A medida que se alejaba
el hombre de la bata —mientras su figura se hacía pequeña
y frágil a través del enmallado de la puerta falsa—, el
peso, el sentido del peso, ganó por fin terreno en mi conciencia.
Tuve que soltar la maleta, avanzar unos pasos y abrir la habitación
marcada con el número cinco que me había sido asignada,
como si la energía de una esperanza me hubiese impulsado a hacerlo.
Ya en la cama, sentado,
el invisible vapor de los radiadores logró calentar mi cuerpo.

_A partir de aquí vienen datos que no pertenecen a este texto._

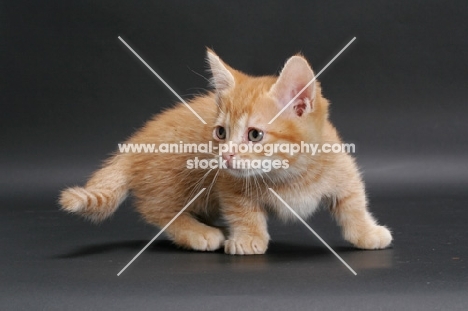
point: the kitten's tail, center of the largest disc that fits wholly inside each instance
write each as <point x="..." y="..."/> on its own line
<point x="103" y="193"/>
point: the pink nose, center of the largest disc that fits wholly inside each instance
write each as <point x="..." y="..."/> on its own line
<point x="228" y="156"/>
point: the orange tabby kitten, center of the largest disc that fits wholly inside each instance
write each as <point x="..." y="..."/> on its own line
<point x="237" y="112"/>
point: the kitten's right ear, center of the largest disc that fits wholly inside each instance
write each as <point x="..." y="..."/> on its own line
<point x="222" y="78"/>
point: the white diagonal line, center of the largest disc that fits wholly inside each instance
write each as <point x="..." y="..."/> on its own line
<point x="312" y="230"/>
<point x="311" y="81"/>
<point x="162" y="80"/>
<point x="162" y="230"/>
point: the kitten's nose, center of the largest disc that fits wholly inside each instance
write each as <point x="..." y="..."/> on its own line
<point x="228" y="156"/>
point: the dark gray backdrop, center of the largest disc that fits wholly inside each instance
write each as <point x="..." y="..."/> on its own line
<point x="70" y="91"/>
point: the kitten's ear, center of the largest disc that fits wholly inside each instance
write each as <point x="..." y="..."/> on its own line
<point x="222" y="78"/>
<point x="295" y="76"/>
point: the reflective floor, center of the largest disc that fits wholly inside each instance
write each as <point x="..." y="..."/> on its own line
<point x="51" y="260"/>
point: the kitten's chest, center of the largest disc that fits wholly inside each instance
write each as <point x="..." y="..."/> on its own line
<point x="303" y="200"/>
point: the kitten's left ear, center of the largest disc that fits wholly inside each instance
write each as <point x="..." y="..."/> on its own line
<point x="222" y="79"/>
<point x="295" y="76"/>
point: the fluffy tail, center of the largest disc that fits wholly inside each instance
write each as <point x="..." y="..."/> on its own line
<point x="103" y="193"/>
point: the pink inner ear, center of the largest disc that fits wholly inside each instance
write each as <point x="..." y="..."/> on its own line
<point x="295" y="75"/>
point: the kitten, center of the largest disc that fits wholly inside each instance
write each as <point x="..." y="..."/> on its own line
<point x="237" y="111"/>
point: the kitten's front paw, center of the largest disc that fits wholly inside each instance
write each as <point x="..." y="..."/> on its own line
<point x="209" y="239"/>
<point x="246" y="245"/>
<point x="377" y="237"/>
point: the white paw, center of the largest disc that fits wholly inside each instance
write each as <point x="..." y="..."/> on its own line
<point x="209" y="240"/>
<point x="246" y="245"/>
<point x="377" y="237"/>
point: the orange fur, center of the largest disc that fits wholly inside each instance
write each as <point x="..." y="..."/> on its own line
<point x="162" y="184"/>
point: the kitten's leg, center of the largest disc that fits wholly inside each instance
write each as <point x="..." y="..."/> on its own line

Me recosté un rato y coloqué la almohada tras la nuca para
amortiguar así un poco las colisiones del espanto.
Unos minutos después
tuve por fin ánimo para inspeccionar el pabellón de la sede
en la que me habían instalado; ocho habitaciones repartidas en
dos secciones, separadas por un espacio social común: cocina, baños,
sala y comedor. Al final del pasillo de la segunda sección, un
sistema de doble puerta, idéntico al de la primera, simetría
insoportable. Desde allí la visión de un paseo de sauces,
afuera, que aún hoy me sobrecoge.
A pesar del frío,
salí a recorrerlo, seguro de estar cometiendo una infracción
en ese orden incomprensible que me sobrepasaba. Lo que recuerdo de la
caminata es confuso y poco fiable para este informe: el panorama de un
gran edificio al final del paseo; luces, quizá voces, sombras en
el interior, personas trabajando, no sé. La bajísima temperatura
del ambiente, provocó, tal vez, la distorsión de mis percepciones.
De pronto, sin mediar nada más, me encontraba de nuevo recostado
en la cama con la almohada bajo la nuca, como si jamás hubiese
abandonado la habitación; pero, con la seguridad de encontrarme
aquí por alguna razón que incluso mi voluntad deseaba comprender.